Thursday April 18th, 2024 6:10AM

Can we all get along? For most, the answer is yes

By Staff
As the nation marks the 50th anniversary of the March on Washington today, a new study finds that race relations in the United States are a work in progress, as always, but most blacks, whites and Hispanics say they get along reasonably well with each other.

In the Pew Research Center's recent report on race in America, 81% of whites and 73% of blacks say those two groups get along "very" or "pretty" well. When the same question was asked six years ago, 77% of whites and 69% of blacks said their groups generally got along well together.

Similarly, about the same share of whites (77%) and Hispanics (74%) said their groups got along well - as they did six years ago, when the figures were 70% and 71%, respectively.

But there remain several areas where perceptions about intergroup relations differ significantly. And in some instances, respondents from one group say they simply don't know enough about one or both of the other groups to express an opinion.

For instance, whites' view of black-white relations is not only significantly more positive than that of blacks but of Hispanics as well. (Only 60% of Hispanics said blacks and whites generally get along well, versus 36% who said they didn't). While 78% of African-Americans say blacks and Hispanics get along well, only 61% of Hispanics agreed. (In the 2007 survey, 70% of blacks and 57% of Hispanics said their two groups generally got along well.)

Whites have a less positive view of black-Hispanic relations than did blacks and Hispanics themselves, with only 48% saying they generally got along well.

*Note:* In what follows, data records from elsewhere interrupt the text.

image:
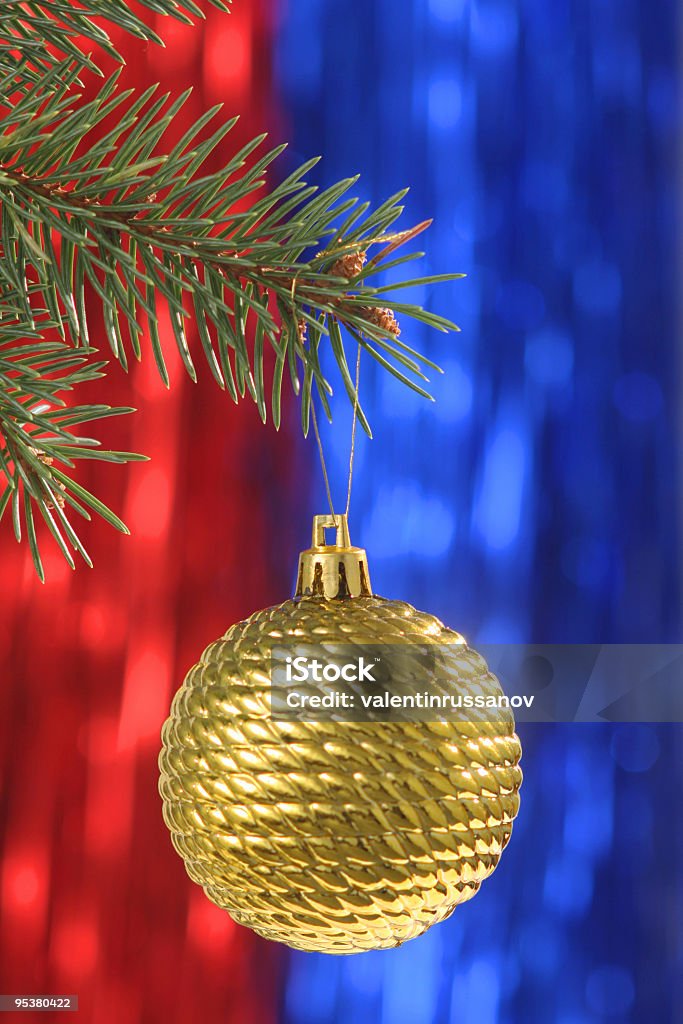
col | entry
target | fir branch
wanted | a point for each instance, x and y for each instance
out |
(37, 439)
(145, 227)
(152, 230)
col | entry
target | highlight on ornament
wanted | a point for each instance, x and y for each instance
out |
(328, 833)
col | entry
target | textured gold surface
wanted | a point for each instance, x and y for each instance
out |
(337, 837)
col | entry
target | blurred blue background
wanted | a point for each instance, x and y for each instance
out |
(540, 499)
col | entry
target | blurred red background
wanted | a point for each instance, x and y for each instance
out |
(93, 899)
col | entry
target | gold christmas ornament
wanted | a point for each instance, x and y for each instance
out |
(335, 836)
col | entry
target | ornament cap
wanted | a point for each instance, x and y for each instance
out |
(333, 571)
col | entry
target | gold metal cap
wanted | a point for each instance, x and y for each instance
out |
(334, 571)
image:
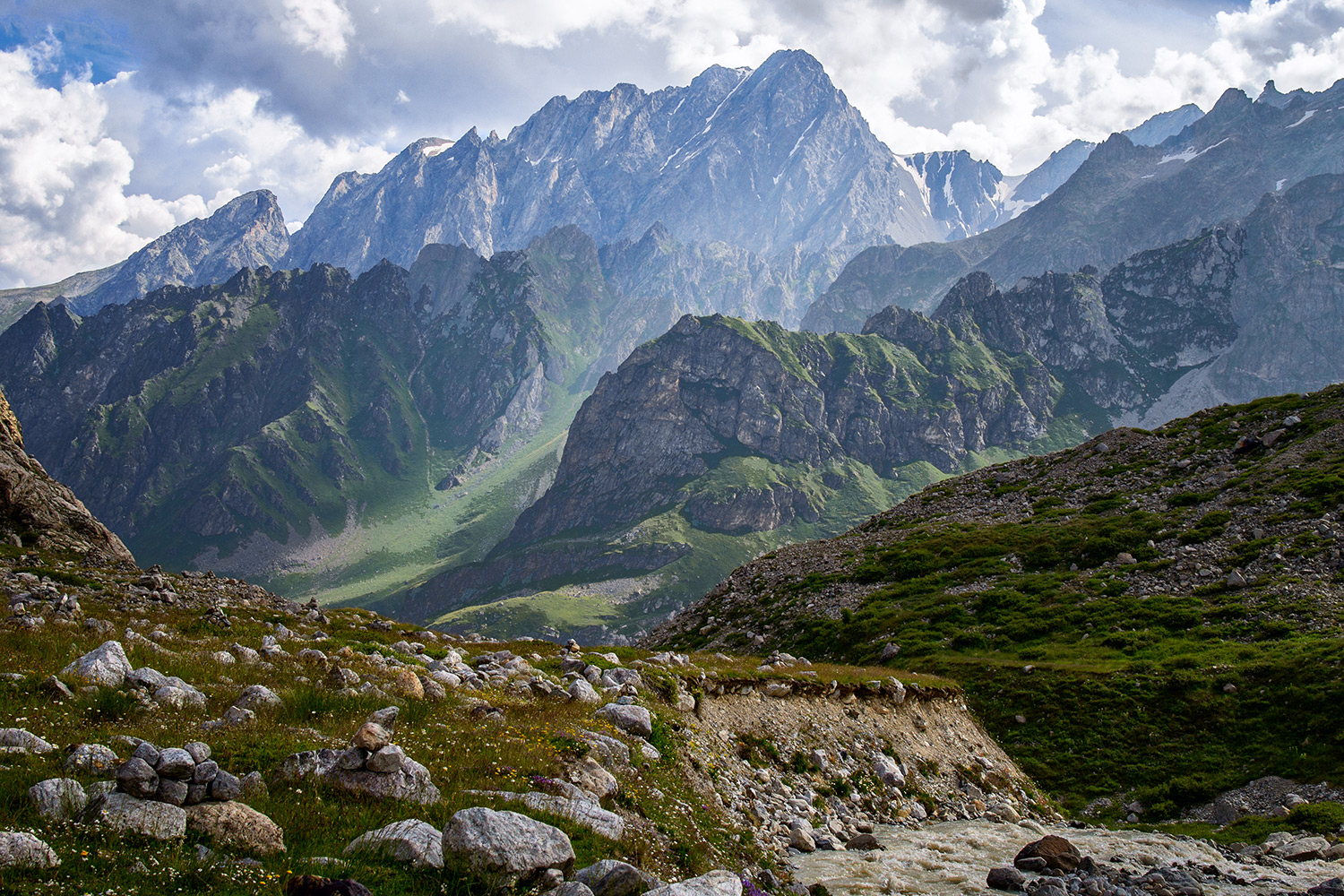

However, that result likely was skewed by the 22% of whites who said they didn't know enough about black-Hispanic relations to answer the question.

And, while blacks were less likely than whites or Hispanics to positively characterize relations between those two groups (only 64% of blacks said whites and Hispanics generally got along well), 12% said they didn't know enough to express an opinion.

Those relatively high "don't know" percentages for whites and blacks are both down from six years ago: Back then, 29% of whites declined to opine on black-Hispanic relations, and 20% of blacks said the same thing about white-Hispanic relations.